A recent Verizon strike 2016 update has revealed that the company's continued conflict with the workers has had a negative impact on its stocks. Apparently, investors have given up on the firm as well.
CNN reported that the Verizon strike 2016 has caused the company's shares to be down by nearly 5 percent since it began last Apr. 13. This figure is worse than what its rivals AT&T and Comcast experienced.
The Communications Workers of America (CWA) has been excitedly proclaiming how Wall Street has dumped Verizon. It was noted that Wells Fargo has slashed its revenue estimates for the company for the second quarter and full year.
The Verizon strike 2016 is definitely having a negative impact on the carrier. Wall Street's estimate for the firm for the second quarter has also fallen 4 percent over the past two months.
Although it may not seem like much, the decline is definitely a big deal for the company. Its executives have even agreed that the Verizon strike 2016 has hurt its performance.
According to CRN, CEO Lowell McAdam has said that the carrier's second quarter financial results will be taking a hit due to the Verizon strike 2016. CFO Fran Shamm also noted that there would also be a "significant decline" in new customers for the FiOS services in the second quarter.
Reuters added that the second-quarter results for the company will be available by Jul. 26. Verizon reported its first-quarter earnings last April, when the strike first hit, and revealed that the protests are expected to hurt second-quarter earnings.

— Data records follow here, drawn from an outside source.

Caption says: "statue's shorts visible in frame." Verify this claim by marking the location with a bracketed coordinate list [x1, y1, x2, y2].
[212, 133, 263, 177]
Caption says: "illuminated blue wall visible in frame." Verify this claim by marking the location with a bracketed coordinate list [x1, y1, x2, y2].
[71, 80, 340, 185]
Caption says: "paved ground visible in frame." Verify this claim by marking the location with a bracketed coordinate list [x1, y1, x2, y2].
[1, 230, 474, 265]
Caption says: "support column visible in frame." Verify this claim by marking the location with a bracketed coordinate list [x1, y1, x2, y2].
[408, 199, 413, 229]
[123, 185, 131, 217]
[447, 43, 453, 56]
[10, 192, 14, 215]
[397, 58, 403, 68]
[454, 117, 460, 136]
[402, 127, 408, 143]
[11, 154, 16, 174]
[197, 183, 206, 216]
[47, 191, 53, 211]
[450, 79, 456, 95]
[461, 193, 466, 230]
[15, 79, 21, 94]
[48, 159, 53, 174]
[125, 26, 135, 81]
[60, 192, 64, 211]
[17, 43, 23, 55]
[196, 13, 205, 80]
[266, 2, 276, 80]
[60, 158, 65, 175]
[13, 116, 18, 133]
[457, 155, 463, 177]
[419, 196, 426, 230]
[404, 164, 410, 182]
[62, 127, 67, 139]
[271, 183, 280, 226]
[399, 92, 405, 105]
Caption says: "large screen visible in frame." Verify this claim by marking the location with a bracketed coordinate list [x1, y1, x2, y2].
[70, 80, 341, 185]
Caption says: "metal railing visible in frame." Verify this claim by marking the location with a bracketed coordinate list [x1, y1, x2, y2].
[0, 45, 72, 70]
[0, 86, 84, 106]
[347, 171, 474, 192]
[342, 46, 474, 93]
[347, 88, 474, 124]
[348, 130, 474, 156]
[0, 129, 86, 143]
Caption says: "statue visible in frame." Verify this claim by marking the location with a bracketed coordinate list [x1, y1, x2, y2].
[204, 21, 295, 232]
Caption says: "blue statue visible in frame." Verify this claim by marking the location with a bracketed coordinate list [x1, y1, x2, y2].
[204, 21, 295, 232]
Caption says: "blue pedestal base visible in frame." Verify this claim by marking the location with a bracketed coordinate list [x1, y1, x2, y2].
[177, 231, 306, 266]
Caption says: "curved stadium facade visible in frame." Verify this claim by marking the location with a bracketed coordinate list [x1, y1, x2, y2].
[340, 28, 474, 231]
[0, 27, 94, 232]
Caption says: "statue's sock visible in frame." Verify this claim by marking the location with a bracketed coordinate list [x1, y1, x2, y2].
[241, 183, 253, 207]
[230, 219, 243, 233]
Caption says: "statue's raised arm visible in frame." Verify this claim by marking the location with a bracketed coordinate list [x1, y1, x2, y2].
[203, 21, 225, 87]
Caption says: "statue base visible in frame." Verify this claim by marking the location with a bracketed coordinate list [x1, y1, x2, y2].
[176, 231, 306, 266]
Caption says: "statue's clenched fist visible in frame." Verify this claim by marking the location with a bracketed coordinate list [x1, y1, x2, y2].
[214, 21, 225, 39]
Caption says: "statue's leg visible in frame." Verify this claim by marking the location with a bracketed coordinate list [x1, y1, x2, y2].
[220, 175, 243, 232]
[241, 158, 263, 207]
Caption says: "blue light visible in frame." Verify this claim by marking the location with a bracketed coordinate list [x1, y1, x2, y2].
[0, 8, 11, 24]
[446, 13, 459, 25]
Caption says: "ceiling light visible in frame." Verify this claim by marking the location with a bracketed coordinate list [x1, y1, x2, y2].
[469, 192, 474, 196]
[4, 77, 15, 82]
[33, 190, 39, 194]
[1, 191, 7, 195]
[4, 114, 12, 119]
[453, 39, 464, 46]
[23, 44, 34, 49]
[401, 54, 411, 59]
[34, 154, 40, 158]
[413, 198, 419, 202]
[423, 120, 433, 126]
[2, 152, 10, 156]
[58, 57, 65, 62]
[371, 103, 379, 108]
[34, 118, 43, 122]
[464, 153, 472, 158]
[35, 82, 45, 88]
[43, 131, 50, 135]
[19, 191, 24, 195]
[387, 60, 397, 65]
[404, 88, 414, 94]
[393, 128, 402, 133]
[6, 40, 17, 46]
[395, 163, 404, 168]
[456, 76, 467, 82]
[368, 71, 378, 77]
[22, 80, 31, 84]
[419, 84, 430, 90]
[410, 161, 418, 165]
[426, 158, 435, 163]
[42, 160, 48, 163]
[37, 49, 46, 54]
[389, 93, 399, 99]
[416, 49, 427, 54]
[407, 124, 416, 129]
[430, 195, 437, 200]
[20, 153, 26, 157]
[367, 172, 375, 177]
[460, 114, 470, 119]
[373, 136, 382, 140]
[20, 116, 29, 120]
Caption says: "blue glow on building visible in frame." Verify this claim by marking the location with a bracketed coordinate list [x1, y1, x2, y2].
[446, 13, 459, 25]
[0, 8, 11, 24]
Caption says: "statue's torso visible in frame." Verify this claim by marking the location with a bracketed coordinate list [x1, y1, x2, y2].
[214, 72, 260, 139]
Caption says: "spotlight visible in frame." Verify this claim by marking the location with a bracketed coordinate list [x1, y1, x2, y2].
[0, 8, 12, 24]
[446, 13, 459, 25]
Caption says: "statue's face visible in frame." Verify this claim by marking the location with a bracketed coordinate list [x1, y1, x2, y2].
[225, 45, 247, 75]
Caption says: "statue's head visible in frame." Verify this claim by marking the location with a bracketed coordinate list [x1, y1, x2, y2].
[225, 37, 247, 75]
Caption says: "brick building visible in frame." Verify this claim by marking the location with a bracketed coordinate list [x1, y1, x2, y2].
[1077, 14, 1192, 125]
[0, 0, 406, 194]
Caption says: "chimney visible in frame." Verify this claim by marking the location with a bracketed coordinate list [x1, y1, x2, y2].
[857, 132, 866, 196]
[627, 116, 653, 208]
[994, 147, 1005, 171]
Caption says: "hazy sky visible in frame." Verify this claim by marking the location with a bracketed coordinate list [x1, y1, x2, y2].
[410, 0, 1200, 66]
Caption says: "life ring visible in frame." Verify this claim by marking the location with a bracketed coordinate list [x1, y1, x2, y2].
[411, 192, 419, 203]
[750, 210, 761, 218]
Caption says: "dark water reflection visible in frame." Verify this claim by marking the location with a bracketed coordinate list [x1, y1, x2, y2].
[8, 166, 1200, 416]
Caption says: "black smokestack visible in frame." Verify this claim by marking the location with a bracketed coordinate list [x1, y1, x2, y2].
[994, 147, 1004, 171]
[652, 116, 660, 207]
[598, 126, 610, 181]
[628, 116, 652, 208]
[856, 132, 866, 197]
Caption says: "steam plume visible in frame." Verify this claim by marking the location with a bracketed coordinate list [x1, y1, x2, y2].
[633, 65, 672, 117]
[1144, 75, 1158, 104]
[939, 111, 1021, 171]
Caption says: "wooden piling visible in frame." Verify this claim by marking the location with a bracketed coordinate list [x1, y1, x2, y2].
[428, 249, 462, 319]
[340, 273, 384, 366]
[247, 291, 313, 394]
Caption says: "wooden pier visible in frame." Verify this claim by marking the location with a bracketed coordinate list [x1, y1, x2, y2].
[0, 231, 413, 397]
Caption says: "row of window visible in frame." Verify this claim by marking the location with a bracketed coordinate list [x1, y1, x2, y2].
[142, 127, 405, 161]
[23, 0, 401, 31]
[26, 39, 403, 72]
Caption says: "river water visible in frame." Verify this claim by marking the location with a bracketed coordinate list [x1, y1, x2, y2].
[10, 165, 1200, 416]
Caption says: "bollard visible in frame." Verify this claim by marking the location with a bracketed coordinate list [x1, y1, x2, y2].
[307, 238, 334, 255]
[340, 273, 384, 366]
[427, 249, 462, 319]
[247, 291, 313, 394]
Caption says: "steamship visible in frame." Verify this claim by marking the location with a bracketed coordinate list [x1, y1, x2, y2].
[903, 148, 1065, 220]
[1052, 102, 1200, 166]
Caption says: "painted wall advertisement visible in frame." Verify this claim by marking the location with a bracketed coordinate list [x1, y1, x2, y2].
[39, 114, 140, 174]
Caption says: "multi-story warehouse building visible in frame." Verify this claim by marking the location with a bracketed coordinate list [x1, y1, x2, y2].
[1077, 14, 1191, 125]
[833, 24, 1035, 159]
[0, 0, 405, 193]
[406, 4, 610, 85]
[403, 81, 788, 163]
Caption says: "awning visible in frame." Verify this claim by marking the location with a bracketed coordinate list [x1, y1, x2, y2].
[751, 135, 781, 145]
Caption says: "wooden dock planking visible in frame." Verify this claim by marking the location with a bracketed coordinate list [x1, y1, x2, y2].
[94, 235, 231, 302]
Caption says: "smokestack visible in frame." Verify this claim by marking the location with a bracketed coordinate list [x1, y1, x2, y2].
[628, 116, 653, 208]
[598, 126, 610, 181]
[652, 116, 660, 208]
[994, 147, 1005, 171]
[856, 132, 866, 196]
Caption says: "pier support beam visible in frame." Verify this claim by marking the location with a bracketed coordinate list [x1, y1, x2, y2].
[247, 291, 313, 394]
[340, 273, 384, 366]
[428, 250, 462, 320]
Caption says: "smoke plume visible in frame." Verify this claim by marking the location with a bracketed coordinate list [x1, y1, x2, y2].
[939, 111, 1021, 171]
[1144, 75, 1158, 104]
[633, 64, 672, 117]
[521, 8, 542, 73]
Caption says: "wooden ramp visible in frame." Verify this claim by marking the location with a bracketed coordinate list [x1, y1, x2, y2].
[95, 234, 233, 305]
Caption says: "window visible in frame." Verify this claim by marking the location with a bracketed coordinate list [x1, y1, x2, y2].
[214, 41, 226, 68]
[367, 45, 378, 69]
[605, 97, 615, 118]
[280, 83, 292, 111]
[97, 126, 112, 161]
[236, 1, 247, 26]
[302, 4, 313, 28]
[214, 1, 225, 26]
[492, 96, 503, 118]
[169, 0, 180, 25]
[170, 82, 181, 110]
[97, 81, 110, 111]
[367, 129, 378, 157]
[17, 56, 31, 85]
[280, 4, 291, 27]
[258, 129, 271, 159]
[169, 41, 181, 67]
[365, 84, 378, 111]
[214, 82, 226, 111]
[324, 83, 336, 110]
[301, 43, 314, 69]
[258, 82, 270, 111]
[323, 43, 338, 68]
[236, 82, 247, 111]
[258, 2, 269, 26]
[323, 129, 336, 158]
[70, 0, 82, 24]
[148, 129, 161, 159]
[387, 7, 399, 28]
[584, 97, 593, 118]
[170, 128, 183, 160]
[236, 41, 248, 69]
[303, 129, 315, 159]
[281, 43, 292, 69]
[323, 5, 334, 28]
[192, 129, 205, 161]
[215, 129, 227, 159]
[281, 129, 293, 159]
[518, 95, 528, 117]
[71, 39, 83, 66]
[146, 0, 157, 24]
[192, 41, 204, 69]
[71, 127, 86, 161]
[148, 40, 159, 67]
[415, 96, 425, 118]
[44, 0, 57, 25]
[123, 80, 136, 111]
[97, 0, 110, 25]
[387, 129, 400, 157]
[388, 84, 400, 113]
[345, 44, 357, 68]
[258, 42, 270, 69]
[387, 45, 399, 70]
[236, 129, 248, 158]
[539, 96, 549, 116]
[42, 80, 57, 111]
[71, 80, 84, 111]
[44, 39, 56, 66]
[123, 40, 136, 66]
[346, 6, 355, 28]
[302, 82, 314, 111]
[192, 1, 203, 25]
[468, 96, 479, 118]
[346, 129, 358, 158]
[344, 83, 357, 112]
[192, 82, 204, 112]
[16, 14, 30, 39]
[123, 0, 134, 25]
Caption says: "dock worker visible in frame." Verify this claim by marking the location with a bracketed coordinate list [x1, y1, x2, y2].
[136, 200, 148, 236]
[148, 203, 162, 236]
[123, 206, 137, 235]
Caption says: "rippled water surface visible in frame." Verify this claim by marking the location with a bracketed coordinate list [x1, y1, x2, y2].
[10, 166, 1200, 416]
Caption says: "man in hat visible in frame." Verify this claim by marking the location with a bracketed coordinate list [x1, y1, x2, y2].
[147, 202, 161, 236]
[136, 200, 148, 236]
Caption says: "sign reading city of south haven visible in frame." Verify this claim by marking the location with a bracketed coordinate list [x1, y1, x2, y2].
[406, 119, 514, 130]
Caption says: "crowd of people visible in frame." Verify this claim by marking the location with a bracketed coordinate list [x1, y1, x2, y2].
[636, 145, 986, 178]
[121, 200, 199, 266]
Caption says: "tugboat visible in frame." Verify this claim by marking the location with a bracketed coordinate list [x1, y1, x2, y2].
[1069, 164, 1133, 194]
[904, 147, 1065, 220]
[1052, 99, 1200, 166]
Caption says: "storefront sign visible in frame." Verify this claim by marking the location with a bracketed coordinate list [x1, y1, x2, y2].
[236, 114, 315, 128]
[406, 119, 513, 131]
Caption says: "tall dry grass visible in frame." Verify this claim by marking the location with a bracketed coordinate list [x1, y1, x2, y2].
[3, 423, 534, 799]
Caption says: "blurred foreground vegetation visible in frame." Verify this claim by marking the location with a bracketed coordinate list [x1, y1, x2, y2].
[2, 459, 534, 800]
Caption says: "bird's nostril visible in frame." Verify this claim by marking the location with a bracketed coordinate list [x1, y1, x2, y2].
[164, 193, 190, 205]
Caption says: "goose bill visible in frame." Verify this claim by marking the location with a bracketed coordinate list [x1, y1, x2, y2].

"We're doing a lot of installations but we're not doing the same volume that we had before," McAdam said. "So we won't be driving similar numbers in second quarter that we would in first from an installation perspective."
"I would be optimistic if I said we would be net positive for broadband and TV this quarter," Shammo added. Verizon strike 2016 participants and the carrier are still in negotiations.